IT IS THE VICTORS, so common wisdom has it, that write history. And even though postmodernism has redefined both victory and history the maxim would seem to hold water after a visit to the Sony Gallery's current exhibition of photographs by the Associated Press of the "War in Iraq".
None of the photographs are particularly inspiring, but then there was probably little inspiration to be found on the ground. Even though some of AP's photographers were Iraqis, while others were embedded with the Coalition and yet others worked independently, this remains a war seen through the victor's lens, an aspect that characterises AP's selection here much as it has characterised most press photo coverage of the war.
And the victor is not yet Iraqi. Most of the photos on show picture American soldiers going about the business of war.

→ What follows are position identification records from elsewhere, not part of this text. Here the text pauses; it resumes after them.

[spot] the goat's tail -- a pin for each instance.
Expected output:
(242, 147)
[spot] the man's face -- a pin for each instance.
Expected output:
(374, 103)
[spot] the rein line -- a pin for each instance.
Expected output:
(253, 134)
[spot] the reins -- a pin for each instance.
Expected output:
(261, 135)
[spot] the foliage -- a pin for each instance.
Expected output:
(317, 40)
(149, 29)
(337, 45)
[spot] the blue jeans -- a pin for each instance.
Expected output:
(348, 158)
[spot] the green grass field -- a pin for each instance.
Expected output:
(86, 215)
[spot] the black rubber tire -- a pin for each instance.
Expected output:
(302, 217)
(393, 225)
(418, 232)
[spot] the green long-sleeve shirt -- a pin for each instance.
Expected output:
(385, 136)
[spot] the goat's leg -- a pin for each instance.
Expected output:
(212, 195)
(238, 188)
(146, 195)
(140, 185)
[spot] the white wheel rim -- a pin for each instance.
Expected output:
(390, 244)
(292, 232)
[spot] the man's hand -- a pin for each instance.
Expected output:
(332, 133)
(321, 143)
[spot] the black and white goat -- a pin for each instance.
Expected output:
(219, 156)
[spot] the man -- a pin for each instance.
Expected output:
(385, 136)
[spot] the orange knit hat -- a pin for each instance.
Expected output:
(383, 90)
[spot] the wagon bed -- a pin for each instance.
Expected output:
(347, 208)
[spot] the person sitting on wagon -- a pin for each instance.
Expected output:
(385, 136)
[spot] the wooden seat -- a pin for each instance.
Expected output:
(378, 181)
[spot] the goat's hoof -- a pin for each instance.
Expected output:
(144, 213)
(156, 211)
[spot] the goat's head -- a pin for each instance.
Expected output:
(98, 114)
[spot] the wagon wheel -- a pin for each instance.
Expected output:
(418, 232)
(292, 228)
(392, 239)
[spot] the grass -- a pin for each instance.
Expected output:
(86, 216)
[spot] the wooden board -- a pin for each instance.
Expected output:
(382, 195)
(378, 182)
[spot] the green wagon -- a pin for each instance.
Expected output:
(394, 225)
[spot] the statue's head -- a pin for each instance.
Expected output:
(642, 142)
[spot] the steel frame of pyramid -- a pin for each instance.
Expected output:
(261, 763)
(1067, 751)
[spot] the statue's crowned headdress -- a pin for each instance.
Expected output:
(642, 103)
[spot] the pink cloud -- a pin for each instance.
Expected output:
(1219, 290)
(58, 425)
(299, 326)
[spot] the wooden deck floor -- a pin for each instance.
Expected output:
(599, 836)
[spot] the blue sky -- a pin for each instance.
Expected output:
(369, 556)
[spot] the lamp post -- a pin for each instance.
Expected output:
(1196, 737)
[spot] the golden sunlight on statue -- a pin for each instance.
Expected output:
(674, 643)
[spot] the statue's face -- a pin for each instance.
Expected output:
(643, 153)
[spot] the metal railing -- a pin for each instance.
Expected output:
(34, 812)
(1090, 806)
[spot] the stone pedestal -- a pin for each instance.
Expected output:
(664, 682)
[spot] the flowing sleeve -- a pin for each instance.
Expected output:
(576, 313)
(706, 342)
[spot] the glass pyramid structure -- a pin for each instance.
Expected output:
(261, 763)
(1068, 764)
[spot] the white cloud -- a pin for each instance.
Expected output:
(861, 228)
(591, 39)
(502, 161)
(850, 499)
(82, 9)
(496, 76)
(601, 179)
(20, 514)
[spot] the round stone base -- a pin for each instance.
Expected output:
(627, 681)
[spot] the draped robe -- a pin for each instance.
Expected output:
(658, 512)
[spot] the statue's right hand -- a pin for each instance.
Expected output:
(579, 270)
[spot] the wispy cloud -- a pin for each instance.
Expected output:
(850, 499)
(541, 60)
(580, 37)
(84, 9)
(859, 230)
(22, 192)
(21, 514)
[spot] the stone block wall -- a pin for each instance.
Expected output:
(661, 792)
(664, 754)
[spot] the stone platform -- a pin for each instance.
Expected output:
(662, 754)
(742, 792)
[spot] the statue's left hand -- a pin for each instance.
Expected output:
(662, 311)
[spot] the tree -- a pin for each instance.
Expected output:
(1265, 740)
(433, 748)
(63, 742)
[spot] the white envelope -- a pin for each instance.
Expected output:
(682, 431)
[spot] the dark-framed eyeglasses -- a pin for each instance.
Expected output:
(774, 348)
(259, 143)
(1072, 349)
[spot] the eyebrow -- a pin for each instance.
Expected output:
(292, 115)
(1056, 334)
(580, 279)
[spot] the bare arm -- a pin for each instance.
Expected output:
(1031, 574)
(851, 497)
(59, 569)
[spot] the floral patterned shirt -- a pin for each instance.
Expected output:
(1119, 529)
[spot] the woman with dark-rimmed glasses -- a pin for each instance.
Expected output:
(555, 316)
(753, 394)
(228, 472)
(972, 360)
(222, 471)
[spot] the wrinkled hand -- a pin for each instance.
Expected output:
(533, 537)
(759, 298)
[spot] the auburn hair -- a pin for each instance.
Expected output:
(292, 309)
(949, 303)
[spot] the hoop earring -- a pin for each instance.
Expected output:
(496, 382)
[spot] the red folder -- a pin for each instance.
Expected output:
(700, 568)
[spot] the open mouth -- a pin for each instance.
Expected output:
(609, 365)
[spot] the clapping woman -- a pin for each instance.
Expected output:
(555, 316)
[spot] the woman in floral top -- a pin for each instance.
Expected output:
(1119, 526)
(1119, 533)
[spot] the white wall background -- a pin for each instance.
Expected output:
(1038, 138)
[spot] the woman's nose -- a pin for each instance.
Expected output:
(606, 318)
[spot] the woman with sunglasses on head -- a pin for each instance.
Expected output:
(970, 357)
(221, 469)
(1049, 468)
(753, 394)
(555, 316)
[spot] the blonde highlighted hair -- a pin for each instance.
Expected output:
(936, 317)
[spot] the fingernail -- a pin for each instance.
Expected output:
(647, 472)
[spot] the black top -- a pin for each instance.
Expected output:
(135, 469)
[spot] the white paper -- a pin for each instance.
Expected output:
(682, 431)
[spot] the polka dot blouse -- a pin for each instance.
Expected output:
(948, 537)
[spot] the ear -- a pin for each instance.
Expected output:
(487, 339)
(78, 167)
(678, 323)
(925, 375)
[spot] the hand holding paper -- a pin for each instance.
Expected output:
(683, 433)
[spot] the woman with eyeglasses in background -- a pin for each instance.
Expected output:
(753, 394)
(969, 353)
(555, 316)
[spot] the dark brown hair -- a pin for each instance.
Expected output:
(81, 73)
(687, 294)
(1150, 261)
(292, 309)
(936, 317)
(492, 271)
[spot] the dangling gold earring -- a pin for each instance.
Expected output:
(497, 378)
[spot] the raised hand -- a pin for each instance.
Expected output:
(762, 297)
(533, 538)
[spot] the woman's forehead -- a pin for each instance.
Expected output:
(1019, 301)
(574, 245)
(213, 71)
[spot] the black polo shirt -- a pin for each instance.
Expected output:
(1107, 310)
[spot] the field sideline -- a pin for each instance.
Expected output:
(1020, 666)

The Iraqis are victims, the horror painted on their faces. These are not -- for the most part -- the joyous celebrators of liberation.
Particularly telling is the caption to this photograph by Jean-Marc Bouju: "An Iraqi man comforts his 4-year-old son at a regroupment center for POW of the 101st Airborne division near An Najaf, Iraq Monday, March 31, 2003. The man was seized in An Najaf with his son and the US military did not want to separate father and son."
The exhibition includes the inevitable photo of Saddam Hussein's effigy being pulled down as well as another, slightly more interesting image, showing another statue of Hussein in Arab garb set on fire, with smoke billowing from its base.